We also offer Multi-rAb Recombinant Secondaries conjugated to various CoraLite® Plus dyes for fluorescent IHC staining.
IHC Controls
To ensure that the observed staining pattern is specific and not due to any cross-reactivity or non-specific binding, it is important to include control slides as part of your experimental design. Controls should be run alongside the main experiment.
Reagent Controls
- Secondary Only Controls
- Process the slide as normal but omit the primary antibody.
- This ensures the signal detected is specific for the target.
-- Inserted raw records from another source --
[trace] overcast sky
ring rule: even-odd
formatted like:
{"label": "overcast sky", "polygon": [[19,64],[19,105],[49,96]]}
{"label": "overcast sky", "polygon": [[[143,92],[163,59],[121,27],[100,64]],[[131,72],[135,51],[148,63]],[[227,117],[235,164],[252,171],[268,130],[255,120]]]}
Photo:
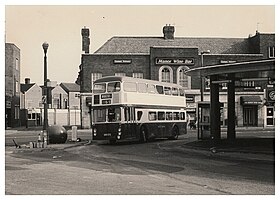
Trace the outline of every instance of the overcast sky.
{"label": "overcast sky", "polygon": [[81,28],[90,29],[90,53],[113,36],[242,37],[275,32],[274,6],[5,6],[5,41],[21,50],[21,82],[43,84],[42,43],[49,43],[48,78],[75,82]]}

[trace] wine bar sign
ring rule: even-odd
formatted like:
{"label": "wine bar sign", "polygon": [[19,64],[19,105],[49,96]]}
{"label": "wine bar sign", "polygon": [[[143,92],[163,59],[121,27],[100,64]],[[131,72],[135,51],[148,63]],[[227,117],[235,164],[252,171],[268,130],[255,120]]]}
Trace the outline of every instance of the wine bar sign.
{"label": "wine bar sign", "polygon": [[193,58],[156,58],[156,65],[194,65]]}

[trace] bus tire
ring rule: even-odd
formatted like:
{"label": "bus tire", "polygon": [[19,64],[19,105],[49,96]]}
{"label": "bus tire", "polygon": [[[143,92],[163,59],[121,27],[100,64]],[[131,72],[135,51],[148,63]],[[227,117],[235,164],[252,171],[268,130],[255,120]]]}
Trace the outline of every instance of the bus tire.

- If multiplexing, test all fluorophores in isolation.
- Endogenous Only Control
- Process the slide as normal but omit the primary and secondary antibody.
- This reveals the level of autofluorescence/artifacts.
- Isotype Control
- Replace the primary antibody with a non-immune IgG of the same species, isotype, and concentration as the primary antibody.
- Ensures observed signal is specific for FAB paratope-epitope binding.
Antigen Controls
- Positive Control
- Control tissue that is known to express the protein of interest.
- Confirms if the protocol is correct.
- Validates negative results.
- Negative Control
- Control tissue that is not known to express the protein of interest.
- Ensures that the observed staining pattern is due to specific signals.
- Use www.uniprot.org or www.pax-db.org to find endogenous negative controls in tissues.
- CRISPR knockouts or siRNA knockdown cell lines are good negative controls.
- Checking mRNA levels of target proteins can also serve as a good negative control.